I overturn a mop bucket and sit and wait, which is fine for a few minutes but after a little while, pretty damn creepy, especially when I think of those bodies waiting for transport down some unknown corridor. Miles Faye was never creeped out by bodies, but then, Miles Faye never had to hide in a mop closet, helplessly pinning his hopes on a girl who sometimes texts Levi Cantu dirty pictures when she meant to text them to Jeremy White. And the blue-gray of the floor, which seemed harmless at first, reminds me of corpse lips, mold-spotted fruit, bruises. Maybe Dad was right: too many crime scenes and rib spreaders do make a girl morbid.
As the time passes and I give up on reading cleaning product labels to distract myself, I wonder how it was for my dad when he was down here. What I really want to do—though it’s the most likely place to be caught by hospital staff—is sneak down the corridor and look in the morgue, where he spent so many days, where he pried a stone heart out of my grandmother, where he met my mother. Dad once told me this place wasn’t good for him; alone except for the bodies, and under fluorescent lighting unpunctured by windows. In the winter he would enter and exit in total darkness. He said he’d forget what faces looked like in daylight for months at a time, and he was happy to be done with that. Who wouldn’t be?
Then again, I’ve caught him in his office with the shades all drawn after fifteen hours of typing and smoking, sometimes with barely a page to show for it. Before Lindy, I always made sure to knock a couple of times during his binges to remind him he wasn’t the last man on earth in some Twilight Zone scenario. And I spent those occasional nights and weekends reading, which is definitely not the same as spending it alone.
Thinking about Dad with no immediate plotting to keep me busy, I get this ache in my chest, pressure building up that curls my lungs like wet paper and makes it hard to breathe. Quickly I dig into the pocket of my puffy coat, find the stone, and hold it until the closet door rattles open.

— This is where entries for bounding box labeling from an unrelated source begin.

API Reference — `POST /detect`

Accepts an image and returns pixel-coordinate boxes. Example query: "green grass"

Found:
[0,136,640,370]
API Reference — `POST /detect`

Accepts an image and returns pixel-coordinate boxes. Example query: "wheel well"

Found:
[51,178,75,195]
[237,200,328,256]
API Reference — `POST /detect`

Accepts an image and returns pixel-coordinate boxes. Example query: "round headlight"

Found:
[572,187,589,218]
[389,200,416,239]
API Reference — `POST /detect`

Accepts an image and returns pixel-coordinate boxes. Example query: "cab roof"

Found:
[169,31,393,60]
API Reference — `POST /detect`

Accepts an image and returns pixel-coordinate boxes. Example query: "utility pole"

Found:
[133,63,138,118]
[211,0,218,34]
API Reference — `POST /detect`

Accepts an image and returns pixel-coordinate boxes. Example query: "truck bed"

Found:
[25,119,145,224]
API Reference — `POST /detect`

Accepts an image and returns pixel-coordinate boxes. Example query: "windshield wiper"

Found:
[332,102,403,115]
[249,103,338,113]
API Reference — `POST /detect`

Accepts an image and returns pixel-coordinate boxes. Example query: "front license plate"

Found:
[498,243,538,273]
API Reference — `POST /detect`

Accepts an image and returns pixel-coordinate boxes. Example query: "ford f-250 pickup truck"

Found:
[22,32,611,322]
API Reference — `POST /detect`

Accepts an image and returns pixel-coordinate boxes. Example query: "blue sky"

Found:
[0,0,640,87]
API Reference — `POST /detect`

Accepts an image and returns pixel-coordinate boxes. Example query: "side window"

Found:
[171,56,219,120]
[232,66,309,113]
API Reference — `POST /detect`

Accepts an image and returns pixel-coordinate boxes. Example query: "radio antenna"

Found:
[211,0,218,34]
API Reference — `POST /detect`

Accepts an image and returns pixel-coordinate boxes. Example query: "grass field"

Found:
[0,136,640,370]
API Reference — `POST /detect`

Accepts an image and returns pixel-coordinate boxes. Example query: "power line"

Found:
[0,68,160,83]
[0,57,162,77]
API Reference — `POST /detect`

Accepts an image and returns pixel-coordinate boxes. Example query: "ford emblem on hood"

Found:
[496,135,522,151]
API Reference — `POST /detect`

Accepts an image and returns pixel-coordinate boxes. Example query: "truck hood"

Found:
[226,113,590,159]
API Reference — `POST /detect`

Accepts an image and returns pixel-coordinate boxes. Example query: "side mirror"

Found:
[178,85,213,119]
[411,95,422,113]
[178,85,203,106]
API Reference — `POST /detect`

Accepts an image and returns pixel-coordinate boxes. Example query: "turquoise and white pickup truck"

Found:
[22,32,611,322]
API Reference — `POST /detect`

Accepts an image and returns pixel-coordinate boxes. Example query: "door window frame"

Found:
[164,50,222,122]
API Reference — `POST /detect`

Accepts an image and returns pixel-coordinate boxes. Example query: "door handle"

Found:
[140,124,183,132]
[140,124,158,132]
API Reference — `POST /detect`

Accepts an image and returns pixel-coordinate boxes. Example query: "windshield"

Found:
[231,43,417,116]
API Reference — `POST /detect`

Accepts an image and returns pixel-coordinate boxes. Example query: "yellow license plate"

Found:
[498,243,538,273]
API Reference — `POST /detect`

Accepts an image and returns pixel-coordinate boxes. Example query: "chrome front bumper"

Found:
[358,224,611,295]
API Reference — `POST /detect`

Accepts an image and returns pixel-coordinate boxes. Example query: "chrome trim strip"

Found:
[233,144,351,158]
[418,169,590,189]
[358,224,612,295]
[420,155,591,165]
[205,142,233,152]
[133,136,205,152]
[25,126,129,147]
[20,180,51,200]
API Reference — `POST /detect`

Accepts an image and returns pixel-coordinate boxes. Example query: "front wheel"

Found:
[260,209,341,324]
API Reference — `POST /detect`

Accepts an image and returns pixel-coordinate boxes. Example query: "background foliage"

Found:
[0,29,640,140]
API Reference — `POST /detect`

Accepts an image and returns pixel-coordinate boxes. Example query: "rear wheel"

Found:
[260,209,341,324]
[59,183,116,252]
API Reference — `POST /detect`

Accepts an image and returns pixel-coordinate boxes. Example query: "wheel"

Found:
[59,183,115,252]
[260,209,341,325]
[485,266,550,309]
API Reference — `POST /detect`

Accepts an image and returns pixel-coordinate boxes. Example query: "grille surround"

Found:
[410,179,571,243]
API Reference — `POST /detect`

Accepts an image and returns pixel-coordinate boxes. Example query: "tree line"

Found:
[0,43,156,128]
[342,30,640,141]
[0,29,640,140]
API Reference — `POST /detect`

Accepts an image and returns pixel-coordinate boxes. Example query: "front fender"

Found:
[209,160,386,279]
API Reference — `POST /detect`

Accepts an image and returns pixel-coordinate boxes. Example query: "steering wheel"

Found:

“It’s me.” Jessa slips inside, twirling a set of keys clipped to a big plastic Minnie Mouse keychain.
“How?” I hadn’t realized how little I expected her to succeed until now.
“Mrs. Masciarelli is the health records manager. I help her file and move boxes and stuff in the summer. It’s literally the worst. But sometimes it’s okay because Mrs. Masciarelli has this thing. Incompetence? She has to go to the bathroom, like, every twenty minutes, so last summer I would file for twenty minutes and then go see Jake Elroy, who’s this really cute eighteen-year-old who had community service.”
I roll my finger through the air.
“Anyway, I said I wanted to gossip and brought her a coffee. It sped things up.”
“That’s devious.”
“Says you, 007.”
I stand and stretch, having cramped up on the mop bucket. I still hate to ask for help, hate needing help, but times are desperate. “So . . . where now?”
She holds up the keys. “To the storage room! If anyone sees us, say we’re new volunteers.”
“And they’ll just leave us alone down here?”
“No, they definitely won’t.”
We’ve left the closet, rounded exactly one corner, and gone exactly fifteen feet when Jessa’s phone jangles in her purse at top volume.
“Turn it off,” I whisper, giving her the evil eye.
“Wait one sec.” She digs it out and tucks it into her shoulder. “What?” she says into it.
“Turn it off!”
“Oh my god, calm down,” she says. “It’s my brother.” She listens for a minute and then elbows me, totally unnecessary since I’m still staring daggers at her. “Chad says he can only drive us home tonight if we meet him and Jeremy at the Friendly Toast at seven. Want to?”
Perma-crush on Chad notwithstanding, it is impossible to explain how much I don’t care. “Just get off the phone, Jessa. Please?”
“We’ll see you there,” Jessa whispers—a little late for stealth, if you ask me—and turns off the volume on her phone. “Okay, okay. It’s off. Happy?” There are locked doors on either side of us. Jessa points out the medical supply room, food supplies, linen storage, the big laundry room where they wash the lab coats and bedsheets and whatever else is bloodied up. “And here”—she sorts through and selects a key with a blue rubber cap, then slots it in a doorknob—“is the file storage. Voilà!” We hurry inside and shut ourselves in the musty dark before Jessa finds the switch. The lights flicker on halfheartedly.
“Shit,” I can’t help but mutter. Milk crates pale with dust are stacked on shelves around a storage room bigger than our whole basement in Sugarbrook.
“I know, right?” she says. “But it’s not that bad. It’s sorted by year, and then, like, alphabetically.”
I unzip my coat and stuff it in the corner alongside my messenger bag, cleared of schoolwork and all my books but one. “Okay, so I just have to find the box for S in 1998.” To my surprise, Jessa unzips her own jacket, lays it carefully on top of the only island above the dusty floor—my bag and coat—loops her hair into a loose ponytail, and heads over to the shelves, her skinny black cords swishing against each other as she goes.
“What’re you doing?” I ask.
“Baking.”
“I was thinking you could be more of a lookout.”